On peut dire beaucoup de mal d’O’Connell, et quelquefois il y prête ; mais, tout balancé, sa destinée sera, dans l’histoire, une des plus singulières et des plus glorieuses qu’il y ait. On a vu de grands guerriers changer la face du monde, et de grands rois ou de grands ministres exercer sur les institutions et les mœurs d’un peuple une puissante influence ; ce qu’on n’a guère vu, c’est un homme qui, sans disposer de la puissance militaire ou civile, parvient, par la seule force de la raison et du talent, à affranchir pacifiquement son pays, et à dominer en quelque sorte le gouvernement de qui, peu de temps auparavant, son pays dépendait. Voilà ce qu’a fait O’Connell, et ce qu’il fait encore aujourd’hui. C’est lui qui a conquis l’émancipation, lui qui contient et modère l’Irlande en obtenant pour elle justice et bienveillance, lui qui maintient au pouvoir le cabinet whig à l’exclusion des tories. Et pour qu’il ne manque rien à cette haute situation, chaque année l’Irlande paie volontairement à O’Connell un tribut de 15 à 20,000 livres sterling, récompense bien légitime et bien acquise ; espèce de liste civile populaire qui honore à la fois ceux qui la donnent et celui qui la reçoit.

Que les injures dont chaque jour il est abreuvé ne découragent donc point l’illustre patriote qui soutient avec tant de persévérance et de courage une si bonne cause. En Angleterre, il a et doit avoir des ennemis acharnés ; mais hors de l’Angleterre il n’est pas une ame généreuse qui ne sympathise avec lui, pas un esprit élevé qui ne le comprenne et ne l’admire.

Je reviens au livre de M. de Beaumont, et je termine comme j’ai commencé.
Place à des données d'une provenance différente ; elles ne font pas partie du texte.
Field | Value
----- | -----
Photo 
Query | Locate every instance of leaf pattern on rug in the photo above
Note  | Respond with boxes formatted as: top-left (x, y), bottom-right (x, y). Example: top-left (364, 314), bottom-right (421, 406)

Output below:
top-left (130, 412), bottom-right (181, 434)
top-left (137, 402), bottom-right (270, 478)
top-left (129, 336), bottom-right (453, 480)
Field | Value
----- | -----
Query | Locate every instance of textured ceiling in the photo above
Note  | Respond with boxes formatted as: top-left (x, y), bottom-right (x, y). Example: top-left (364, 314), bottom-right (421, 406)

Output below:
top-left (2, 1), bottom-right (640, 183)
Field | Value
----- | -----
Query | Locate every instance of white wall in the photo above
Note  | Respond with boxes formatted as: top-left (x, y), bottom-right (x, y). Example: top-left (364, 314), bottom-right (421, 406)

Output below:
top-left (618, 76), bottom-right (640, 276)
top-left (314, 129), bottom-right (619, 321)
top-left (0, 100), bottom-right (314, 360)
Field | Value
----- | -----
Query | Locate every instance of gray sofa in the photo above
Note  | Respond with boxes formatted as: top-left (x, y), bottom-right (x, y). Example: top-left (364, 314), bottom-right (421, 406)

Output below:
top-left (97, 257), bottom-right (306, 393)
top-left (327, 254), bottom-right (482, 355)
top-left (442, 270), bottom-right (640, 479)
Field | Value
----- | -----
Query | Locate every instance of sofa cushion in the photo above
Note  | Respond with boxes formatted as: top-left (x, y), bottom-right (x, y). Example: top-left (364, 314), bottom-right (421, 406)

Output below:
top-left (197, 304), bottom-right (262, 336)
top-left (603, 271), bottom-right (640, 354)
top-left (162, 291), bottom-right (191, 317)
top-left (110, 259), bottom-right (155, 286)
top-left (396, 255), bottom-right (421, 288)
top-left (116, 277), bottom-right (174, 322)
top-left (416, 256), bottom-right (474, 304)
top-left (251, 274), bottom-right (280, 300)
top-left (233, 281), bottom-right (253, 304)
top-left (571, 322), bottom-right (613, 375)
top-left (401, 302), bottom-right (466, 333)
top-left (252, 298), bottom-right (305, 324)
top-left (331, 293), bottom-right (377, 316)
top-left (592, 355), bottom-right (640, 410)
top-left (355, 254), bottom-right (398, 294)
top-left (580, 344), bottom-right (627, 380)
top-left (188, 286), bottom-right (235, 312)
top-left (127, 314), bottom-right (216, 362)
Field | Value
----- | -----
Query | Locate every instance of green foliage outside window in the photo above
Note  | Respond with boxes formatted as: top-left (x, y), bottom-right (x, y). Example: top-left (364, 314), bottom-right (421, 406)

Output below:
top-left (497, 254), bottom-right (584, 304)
Le sujet de ce livre est un des plus intéressans qu’il y ait, et l’auteur s’est montré digne du sujet. Quant à l’étendue et à la variété des connaissances qu’un tel livre suppose, je laisse parler le Dublin Magazine, qui appartient au parti orangiste. « M. de Beaumont, dit à peu près textuellement ce Magazine, analyse et explique si bien les institutions de l’Angleterre et de l’Irlande, qu’il nous paraît impossible que cette partie de l’ouvrage soit composée par un étranger. Nous sommes donc convaincus qu’elle lui a été fournie toute faite par un radical de Dublin. » Un tel éloge de la part d’un adversaire vaut mieux que tous les miens.


P. Duvergier de Hauranne.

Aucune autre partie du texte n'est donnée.